Sin embargo, no en todas las comunidades está restringido que los hombres se dediquen a esta actividad, por ejemplo, Eli Bartra, investigadora de la Universidad Autónoma Metropolitana, explica que desde 1980 Teotitlán del Valle, Oaxaca, es un pueblo productor de sarapes donde todo el pueblo teje: hombres, mujeres, niños y niñas.

“Las mujeres han tejido en México con telar de cintura desde la época prehispánica y hoy siguen haciéndolo en varias localidades. Después de la conquista se introdujo el telar de pie, que lo usaron por siglos únicamente los hombres. A partir, más o menos, de la década de 1960, las mujeres entraron cada vez en mayor número a tejer con el telar de pie”, escribe la especialista en estudios de género.

De acuerdo con el Instituto Nacional de Estadística y Geografía (Inegi), entre 2003 y 2008 se registró que de 408 mil 831 personas ocupadas en la fabricación de prendas de vestir, 15 mil 374 eran hombres propietarios, familiares o meritorios, sólo mil 69 realizaba tejido de prendas de vestir de punto.

Para Jaime, tejer es “amor a la vida porque te expresas, te explayas, tienes libertad, vuelas, haces, deshaces, tienes mil formas de hacer algo, a parte de todo, con todo lo que haces vistes a la gente y se lleva algo de ti.
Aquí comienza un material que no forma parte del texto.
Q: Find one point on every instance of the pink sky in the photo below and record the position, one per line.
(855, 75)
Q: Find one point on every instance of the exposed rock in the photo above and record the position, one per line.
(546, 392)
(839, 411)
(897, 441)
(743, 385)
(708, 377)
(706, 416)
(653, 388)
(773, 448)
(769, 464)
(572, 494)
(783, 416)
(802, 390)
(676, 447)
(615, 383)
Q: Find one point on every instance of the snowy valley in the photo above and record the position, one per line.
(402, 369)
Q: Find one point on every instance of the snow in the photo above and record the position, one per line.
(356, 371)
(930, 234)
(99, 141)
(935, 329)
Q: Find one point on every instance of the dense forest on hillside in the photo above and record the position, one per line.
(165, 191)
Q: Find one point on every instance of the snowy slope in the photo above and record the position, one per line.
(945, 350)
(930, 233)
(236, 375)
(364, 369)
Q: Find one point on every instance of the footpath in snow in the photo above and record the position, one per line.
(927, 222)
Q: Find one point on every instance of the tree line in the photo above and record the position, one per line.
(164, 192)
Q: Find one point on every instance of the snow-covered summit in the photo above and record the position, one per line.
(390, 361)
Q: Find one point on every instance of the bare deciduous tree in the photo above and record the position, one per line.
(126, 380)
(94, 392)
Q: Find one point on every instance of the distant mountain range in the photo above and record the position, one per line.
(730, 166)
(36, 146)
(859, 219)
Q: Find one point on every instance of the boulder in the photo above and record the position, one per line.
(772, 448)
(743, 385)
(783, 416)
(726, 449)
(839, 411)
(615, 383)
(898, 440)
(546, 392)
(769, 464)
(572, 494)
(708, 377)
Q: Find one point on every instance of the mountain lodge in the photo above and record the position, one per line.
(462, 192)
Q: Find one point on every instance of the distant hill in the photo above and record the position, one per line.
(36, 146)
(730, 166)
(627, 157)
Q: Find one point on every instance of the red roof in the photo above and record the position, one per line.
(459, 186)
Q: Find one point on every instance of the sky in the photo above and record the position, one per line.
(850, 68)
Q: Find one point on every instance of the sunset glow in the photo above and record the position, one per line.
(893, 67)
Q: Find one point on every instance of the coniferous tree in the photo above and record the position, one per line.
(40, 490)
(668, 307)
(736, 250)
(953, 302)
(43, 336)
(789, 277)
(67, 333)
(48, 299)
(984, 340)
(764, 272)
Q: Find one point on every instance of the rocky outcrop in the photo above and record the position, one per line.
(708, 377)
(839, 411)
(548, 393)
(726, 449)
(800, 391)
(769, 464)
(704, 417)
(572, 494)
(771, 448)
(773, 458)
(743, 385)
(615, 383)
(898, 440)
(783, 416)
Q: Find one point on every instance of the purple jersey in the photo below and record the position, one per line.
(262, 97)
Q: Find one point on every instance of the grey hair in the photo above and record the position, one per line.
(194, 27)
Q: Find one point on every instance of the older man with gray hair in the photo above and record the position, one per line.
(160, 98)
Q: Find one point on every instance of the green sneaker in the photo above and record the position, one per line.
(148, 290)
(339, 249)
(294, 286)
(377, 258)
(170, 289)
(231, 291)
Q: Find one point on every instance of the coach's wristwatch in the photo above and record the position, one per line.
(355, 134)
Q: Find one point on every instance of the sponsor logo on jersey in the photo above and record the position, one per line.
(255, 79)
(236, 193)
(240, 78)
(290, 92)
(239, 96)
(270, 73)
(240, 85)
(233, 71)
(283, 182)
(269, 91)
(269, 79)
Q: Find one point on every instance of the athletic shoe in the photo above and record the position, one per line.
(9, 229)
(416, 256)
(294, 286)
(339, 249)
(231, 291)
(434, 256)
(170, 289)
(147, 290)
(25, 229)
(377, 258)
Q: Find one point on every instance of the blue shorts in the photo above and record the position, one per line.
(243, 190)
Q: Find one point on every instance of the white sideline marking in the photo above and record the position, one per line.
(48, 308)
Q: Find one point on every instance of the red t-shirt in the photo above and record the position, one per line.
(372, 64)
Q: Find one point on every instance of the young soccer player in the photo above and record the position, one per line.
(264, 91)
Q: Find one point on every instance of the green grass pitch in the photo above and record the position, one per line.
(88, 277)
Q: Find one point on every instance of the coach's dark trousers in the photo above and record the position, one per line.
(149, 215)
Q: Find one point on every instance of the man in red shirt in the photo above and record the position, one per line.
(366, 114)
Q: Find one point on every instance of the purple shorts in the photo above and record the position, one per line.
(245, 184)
Yo creo que es una forma de compartir, siempre lo digo y lo seguiré diciendo: amo tejer”.

Compartir el conocimiento

Nereo considera que antes el uso de la ropa con tejidos originarios era principalmente un motivo de discriminación, pero desde hace un tiempo ha visto una especie de “bomba cultural”, ahora está siendo revalorizada y trasciende, opinión con la que Jaime coincide: la gente ya sabe que “dura más un huipil hecho a mano que una blusa de Zara”.

Ahora ambos combinan sus labores de tejido con la enseñanza, a veces Nereo viaja para dar clases desde Puebla hasta la colonia San Rafael, en la Ciudad de México, donde está el taller de Jaime, en su más reciente curso de telar uno de sus alumnos es hombre.
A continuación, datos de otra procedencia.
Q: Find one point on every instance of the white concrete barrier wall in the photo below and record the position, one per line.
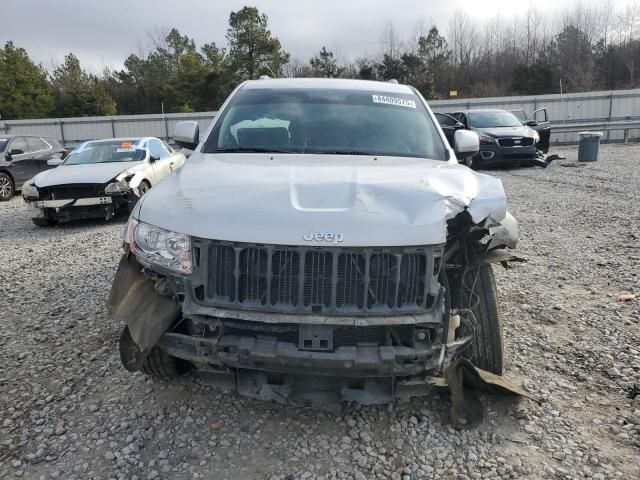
(570, 108)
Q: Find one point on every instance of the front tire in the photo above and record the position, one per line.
(7, 188)
(486, 350)
(160, 364)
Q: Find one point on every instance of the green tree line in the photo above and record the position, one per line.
(581, 49)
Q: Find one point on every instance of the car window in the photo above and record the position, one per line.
(493, 119)
(157, 150)
(106, 152)
(520, 115)
(37, 144)
(168, 147)
(18, 143)
(324, 121)
(445, 120)
(53, 142)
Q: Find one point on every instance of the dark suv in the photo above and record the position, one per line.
(504, 140)
(22, 157)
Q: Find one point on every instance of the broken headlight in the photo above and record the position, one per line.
(117, 187)
(487, 140)
(159, 246)
(30, 192)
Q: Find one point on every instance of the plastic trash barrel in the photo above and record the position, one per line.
(589, 146)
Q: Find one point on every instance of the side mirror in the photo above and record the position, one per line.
(14, 151)
(187, 134)
(467, 144)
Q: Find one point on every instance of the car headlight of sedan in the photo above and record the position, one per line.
(29, 191)
(158, 246)
(115, 188)
(487, 140)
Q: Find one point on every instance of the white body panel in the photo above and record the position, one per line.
(144, 170)
(281, 199)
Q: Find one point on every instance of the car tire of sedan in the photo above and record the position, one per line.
(7, 188)
(486, 349)
(160, 364)
(44, 222)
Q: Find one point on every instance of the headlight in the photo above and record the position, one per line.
(158, 246)
(487, 140)
(117, 187)
(30, 192)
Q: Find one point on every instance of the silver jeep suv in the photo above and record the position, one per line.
(322, 243)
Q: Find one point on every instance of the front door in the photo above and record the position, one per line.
(22, 166)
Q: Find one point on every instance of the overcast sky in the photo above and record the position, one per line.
(103, 32)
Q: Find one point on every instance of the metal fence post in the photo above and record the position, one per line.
(610, 113)
(62, 133)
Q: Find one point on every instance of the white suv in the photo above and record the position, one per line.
(321, 243)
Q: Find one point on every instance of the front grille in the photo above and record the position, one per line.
(515, 142)
(71, 192)
(322, 280)
(342, 336)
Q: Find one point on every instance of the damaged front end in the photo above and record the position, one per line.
(317, 325)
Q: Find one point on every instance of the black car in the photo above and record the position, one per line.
(449, 126)
(22, 157)
(539, 121)
(504, 140)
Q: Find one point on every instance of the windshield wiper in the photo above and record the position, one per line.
(250, 150)
(339, 152)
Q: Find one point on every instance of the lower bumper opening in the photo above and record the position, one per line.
(316, 391)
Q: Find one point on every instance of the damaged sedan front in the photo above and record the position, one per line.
(323, 244)
(99, 179)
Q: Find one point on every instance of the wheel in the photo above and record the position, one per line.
(7, 189)
(486, 349)
(160, 364)
(44, 222)
(144, 187)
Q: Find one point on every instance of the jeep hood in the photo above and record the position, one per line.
(279, 199)
(88, 173)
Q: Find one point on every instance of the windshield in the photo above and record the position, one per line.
(493, 120)
(106, 152)
(326, 122)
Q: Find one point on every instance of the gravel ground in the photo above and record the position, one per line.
(69, 410)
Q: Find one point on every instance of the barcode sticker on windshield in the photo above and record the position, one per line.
(400, 102)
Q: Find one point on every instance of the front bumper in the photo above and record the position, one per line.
(497, 156)
(79, 202)
(364, 359)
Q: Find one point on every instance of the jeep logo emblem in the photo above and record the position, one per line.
(334, 238)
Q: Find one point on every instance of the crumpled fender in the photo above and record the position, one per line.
(465, 380)
(135, 301)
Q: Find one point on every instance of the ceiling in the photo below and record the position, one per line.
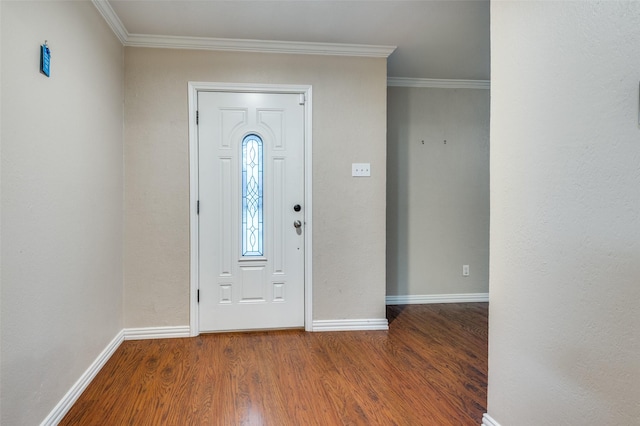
(447, 39)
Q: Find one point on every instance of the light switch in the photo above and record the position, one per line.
(361, 169)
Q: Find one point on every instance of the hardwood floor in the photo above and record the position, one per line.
(430, 368)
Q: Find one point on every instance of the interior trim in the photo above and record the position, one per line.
(417, 299)
(236, 45)
(438, 83)
(67, 401)
(488, 421)
(144, 333)
(351, 325)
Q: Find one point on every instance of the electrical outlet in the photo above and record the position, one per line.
(465, 270)
(361, 169)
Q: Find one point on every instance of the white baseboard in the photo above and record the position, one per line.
(61, 409)
(488, 421)
(416, 299)
(351, 325)
(157, 332)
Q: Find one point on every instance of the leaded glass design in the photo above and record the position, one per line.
(252, 215)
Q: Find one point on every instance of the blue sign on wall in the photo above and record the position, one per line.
(45, 60)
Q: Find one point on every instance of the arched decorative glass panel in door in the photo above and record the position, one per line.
(252, 199)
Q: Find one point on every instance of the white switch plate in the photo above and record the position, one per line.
(361, 169)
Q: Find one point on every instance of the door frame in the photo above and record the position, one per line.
(196, 87)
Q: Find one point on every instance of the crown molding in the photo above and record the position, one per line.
(259, 46)
(438, 83)
(112, 19)
(235, 45)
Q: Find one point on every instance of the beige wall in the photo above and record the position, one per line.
(437, 193)
(61, 143)
(564, 339)
(349, 125)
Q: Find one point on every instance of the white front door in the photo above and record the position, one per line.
(251, 212)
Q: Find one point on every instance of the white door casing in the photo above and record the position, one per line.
(259, 290)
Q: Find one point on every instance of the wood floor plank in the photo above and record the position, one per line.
(430, 368)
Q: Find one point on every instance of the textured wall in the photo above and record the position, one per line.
(565, 214)
(437, 193)
(61, 202)
(349, 125)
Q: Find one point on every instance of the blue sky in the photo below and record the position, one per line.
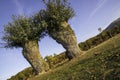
(90, 15)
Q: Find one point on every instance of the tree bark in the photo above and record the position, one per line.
(32, 55)
(67, 39)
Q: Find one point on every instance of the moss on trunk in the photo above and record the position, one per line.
(32, 55)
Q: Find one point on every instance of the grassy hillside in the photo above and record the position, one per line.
(99, 63)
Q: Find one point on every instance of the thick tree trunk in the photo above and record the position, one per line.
(32, 55)
(67, 38)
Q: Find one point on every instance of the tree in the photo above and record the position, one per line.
(25, 32)
(100, 29)
(57, 15)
Jaime fundó el taller para invitar a la gente a aprender técnicas textiles y prestar un espacio a los colegas que vienen de otros estados y no tienen dónde ofrecer sus productos y su conocimiento. En este lugar también anda por los pasillos Valentín Jiménez, quien se acercó a aprender con el profesor Loera, “cuando ya me ven tejer o bordar no me lo creen”, dice.

Jaime no es de ningún pueblo originario, “pero eso no quita que tengamos la intención y las fuerzas para seguir en esto y meternos como si fuéramos”, afirma. Le habría gustado serlo, pues uno de los obstáculos que ha encontrado es que las instituciones sólo aceptan personas de pueblos originarios para actividades del sector: “Necesitas ser de Oaxaca, Puebla o Chiapas, necesitas ser también morenito para que también la gente vea”.
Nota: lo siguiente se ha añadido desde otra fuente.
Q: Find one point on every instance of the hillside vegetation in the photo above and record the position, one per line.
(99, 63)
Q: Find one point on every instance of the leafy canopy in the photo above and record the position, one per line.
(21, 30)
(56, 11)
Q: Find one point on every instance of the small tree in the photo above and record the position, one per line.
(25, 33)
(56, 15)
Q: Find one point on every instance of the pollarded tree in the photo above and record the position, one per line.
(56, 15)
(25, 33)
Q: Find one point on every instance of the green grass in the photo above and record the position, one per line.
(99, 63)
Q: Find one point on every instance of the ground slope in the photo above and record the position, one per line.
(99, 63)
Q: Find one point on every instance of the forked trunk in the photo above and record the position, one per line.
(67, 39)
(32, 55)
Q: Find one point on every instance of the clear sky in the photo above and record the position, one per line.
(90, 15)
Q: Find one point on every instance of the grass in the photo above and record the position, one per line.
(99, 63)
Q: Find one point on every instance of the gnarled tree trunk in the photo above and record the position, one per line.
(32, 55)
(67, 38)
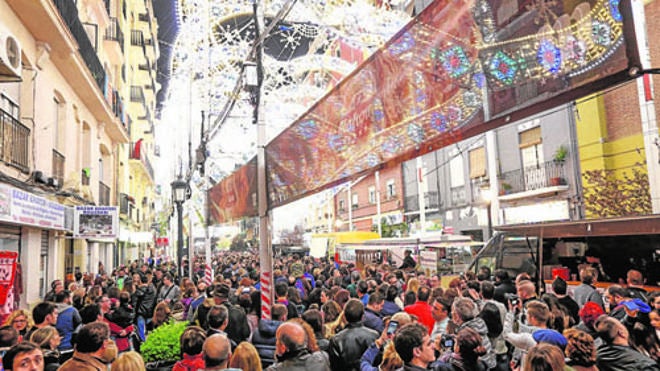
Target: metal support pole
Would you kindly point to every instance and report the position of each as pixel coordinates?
(265, 247)
(179, 240)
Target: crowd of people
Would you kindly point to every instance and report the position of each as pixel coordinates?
(327, 316)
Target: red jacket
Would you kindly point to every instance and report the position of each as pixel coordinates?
(422, 310)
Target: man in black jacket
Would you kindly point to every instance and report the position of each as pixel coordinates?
(347, 346)
(145, 295)
(616, 354)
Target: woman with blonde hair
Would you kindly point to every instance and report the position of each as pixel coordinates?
(245, 357)
(128, 361)
(48, 339)
(21, 321)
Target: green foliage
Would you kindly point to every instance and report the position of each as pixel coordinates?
(163, 343)
(609, 196)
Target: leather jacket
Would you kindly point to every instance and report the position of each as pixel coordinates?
(146, 299)
(347, 346)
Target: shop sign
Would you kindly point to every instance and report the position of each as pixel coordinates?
(21, 207)
(96, 222)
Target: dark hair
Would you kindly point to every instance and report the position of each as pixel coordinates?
(353, 311)
(469, 345)
(41, 311)
(192, 340)
(408, 338)
(217, 316)
(20, 348)
(91, 337)
(90, 313)
(487, 289)
(559, 286)
(8, 336)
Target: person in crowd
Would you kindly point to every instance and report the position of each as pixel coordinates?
(440, 310)
(560, 287)
(245, 357)
(463, 313)
(237, 328)
(589, 313)
(44, 314)
(56, 287)
(544, 357)
(8, 338)
(615, 354)
(503, 285)
(94, 350)
(408, 261)
(415, 347)
(191, 342)
(145, 302)
(421, 309)
(465, 354)
(390, 306)
(128, 361)
(348, 345)
(68, 320)
(315, 319)
(372, 316)
(48, 339)
(25, 356)
(21, 321)
(586, 291)
(162, 314)
(635, 281)
(580, 350)
(292, 352)
(264, 338)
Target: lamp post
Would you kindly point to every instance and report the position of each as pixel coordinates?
(179, 188)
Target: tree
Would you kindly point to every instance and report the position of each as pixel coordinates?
(609, 195)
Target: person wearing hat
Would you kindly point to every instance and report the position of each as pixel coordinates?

Para Jaime es importante ser respetuoso con el conocimiento de los pueblos, pedirles permiso a los maestros que le enseñaron para compartir el conocimiento, además, “si vas a dar un taller de una comunidad tienes que tener un respeto por impartirlo tal y como es y dar los créditos de la persona que te lo compartió, porque muchos se lo adjudican”.

Nereo precisa que al elaborar cualquier pieza todo tiene un significado; por ejemplo, él descubrió que en su cultura la trama es masculina y la urdimbre femenina, “se dice que cuando va abriendo la urdimbre y entra a la trama es como si tuvieran relaciones sexuales… el producto de los humanos es un bebé y el de aquí es una tela”, explica.

Por lo tanto, se requieren de muchos cuidados, comenta que su bisabuela pensaba que molestaba a la tierra cuando ponía sobre ésta los palos para tejer, por ello le colocaba como ofrenda una vasija de maíz donde colocaba los hilos, así la tierra no le descomponía la urdimbre con su disgusto. Las mujeres totonacas de Zapotitlán escondían una tortilla gorda debajo del tejido, se creía que ésta absorbía el hambre y la ansiedad de las personas y no recaían en el tejido, porque era algo puro.

Nereo dice que en Zapotitlán de Méndez quizá él es el único hombre tejedor, no le molesta que las personas que no son de su pueblo aprendan las técnicas ancestrales. Recuerda con cariño las palabras de doña Concha, la primera mujer que aceptó enseñarlo a tejer en gasa y se alegró de que un hombre se interesara en ello: “Yo algún día voy a desaparecer y quiero que se quede mi conocimiento”.